(Bloomberg) — Argentina’s plans to lure investors to finance shale oil and gas infrastructure can withstand short-term political risk, according the country’s energy chief, Daniel Gonzalez.

A drilling rig shown in the Vaca Muerta shale region of Argentina. Image: YPF
President Javier Milei’s sweeping market-oriented reforms over the past two years have helped shale producers and transporters access global credit, including a signature project-finance deal for a pipeline to export crude.

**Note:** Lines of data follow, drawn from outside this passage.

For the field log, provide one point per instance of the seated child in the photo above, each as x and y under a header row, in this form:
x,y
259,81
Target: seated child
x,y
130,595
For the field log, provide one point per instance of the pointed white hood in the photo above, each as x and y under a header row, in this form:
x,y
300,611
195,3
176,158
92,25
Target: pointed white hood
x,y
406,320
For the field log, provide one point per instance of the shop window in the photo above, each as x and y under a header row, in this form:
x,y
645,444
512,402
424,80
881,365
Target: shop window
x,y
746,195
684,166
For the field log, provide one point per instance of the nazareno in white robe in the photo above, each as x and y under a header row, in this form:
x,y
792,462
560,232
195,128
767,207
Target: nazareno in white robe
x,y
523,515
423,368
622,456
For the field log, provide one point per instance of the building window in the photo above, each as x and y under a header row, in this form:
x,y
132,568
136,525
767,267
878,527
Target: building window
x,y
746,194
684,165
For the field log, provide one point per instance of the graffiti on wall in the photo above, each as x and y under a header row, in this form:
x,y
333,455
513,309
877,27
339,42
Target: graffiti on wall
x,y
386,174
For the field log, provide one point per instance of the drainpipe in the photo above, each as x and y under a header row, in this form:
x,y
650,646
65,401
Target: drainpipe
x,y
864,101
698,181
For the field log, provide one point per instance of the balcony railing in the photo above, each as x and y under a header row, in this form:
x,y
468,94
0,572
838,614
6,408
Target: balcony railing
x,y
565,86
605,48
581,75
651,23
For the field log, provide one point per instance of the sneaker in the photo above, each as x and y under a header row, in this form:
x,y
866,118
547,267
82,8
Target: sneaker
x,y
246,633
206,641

But after voters in Argentina’s biggest province took the wind out of Milei’s sails in a Sept. 7 election, and gave a boost to the leftist opposition, markets have sold off and the country’s risk premium has jumped.
“When you build a pipeline for the next 20 or 30 years, you’re not looking at a provincial election last week,” Gonzalez said on the sidelines of an event in Buenos Aires. “It might not be the time to issue debt, but, while you have an open economy, it doesn’t impact long-term projects at all.”
Shale producers are still trying to firm up several major projects, including a new pipeline to supply floating liquefaction units and an even-more ambitious LNG terminal.
Argentine shale investors need future governments to “maintain free-market policies,” Ana Simonato, Chevron Corp.’s country manager in Argentina said this week at a separate Buenos Aires oil conference.